I admit that I have, at times, withheld a thought in class, deeming it “better for the blog.” I decide that I need more time to think it out; that I can express it better in writing. I’ll take copious notes, then go home with every intention of posting my thoughts. But then when I type it out, I get in over my head. Is the comment still relevant, has it become too heavy, long, or intricate in writing… too “developed”? Not blog-worthy. Turns out that if you “hide” a thought in order to work it out alone, expressing it can become a far more difficult task. I think this speaks to Kathleen’s ideas of being transparent rather than hidden, thinking and writing “in real time” rather than in time… delays.

I wonder how we can make classrooms – and academic communities – work both “in person” and “online.” How do you teach effectively both in person and with a blog? Matt & Kevin’s suggestion to post on this blog only 4 times, on subjects that are not often addressed in class discussions – is a far better model than ones I have used in my own classes. I’m definitely going to try to take this strategy to my writing classes. I’ve addressed the classroom community with “real time” “draft workshops” for each student’s paper, but I’d love to create an online community for the students to communicate about undiscussed topics, too. Perhaps the “draft workshop” can even go online. I see some connections here.

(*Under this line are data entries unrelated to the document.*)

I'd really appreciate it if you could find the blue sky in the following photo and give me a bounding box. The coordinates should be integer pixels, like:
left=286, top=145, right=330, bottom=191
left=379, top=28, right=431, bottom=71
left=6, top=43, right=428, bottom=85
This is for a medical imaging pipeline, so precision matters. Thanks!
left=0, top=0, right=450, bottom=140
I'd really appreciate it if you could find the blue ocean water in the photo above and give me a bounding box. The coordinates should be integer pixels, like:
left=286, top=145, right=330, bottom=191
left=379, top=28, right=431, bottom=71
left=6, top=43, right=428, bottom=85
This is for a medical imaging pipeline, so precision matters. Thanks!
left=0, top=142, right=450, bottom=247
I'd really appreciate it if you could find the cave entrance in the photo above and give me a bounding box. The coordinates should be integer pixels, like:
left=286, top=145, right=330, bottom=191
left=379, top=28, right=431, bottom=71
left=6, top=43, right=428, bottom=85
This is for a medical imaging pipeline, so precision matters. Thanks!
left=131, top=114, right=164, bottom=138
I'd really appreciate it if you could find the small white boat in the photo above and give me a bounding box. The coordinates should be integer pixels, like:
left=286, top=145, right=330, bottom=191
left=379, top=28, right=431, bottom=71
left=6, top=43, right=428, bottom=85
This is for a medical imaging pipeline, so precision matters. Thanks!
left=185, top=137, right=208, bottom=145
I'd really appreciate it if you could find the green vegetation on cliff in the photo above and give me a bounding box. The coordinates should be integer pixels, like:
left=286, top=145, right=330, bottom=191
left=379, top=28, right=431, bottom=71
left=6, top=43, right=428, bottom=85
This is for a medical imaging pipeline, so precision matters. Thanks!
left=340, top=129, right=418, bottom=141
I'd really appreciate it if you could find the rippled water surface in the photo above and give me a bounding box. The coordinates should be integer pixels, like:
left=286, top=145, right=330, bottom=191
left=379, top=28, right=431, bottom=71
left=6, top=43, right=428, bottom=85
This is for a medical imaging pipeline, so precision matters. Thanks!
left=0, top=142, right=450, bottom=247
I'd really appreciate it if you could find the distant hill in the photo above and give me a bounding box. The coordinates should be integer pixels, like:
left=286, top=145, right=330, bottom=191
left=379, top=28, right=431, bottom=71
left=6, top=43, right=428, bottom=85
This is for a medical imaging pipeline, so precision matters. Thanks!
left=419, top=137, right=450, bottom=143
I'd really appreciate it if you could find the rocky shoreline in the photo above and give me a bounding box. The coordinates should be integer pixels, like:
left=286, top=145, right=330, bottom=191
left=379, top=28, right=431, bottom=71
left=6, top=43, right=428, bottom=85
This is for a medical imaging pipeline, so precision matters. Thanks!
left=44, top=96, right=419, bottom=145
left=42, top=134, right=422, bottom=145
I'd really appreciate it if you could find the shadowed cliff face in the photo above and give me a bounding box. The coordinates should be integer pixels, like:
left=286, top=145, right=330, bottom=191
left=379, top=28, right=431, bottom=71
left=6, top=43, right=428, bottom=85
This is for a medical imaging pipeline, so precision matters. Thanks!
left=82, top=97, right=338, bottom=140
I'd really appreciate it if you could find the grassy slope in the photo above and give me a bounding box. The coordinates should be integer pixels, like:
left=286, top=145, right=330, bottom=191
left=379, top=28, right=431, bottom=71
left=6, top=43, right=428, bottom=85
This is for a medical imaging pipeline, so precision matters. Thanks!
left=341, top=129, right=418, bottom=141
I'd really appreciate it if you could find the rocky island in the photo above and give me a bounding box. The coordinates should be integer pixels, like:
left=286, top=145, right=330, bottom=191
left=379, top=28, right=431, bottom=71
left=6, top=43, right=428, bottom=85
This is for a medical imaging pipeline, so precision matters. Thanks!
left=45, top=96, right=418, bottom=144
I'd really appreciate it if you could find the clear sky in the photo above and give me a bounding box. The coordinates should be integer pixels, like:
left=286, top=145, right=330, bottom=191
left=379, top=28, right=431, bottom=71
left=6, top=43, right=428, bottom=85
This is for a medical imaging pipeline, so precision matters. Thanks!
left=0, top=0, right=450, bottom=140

And as for the (serious) issue of self-consciousness in “public,” in writing, or “online.” that’s probably just a matter of getting used to the blog form. I still have far to go as both a student and a teacher – – –

2 thoughts on “Teaching and Learning with Blogs

  1. Matthew K. Gold

    Hi Sara — glad to see you thinking about this. I would definitely recommend that you explore the ITP program at the GC and also that you discuss teaching with blogs with Luke Waltzer, Director of the GC’s new Teaching and Learning Center. I’d also be happy to discuss this more in class.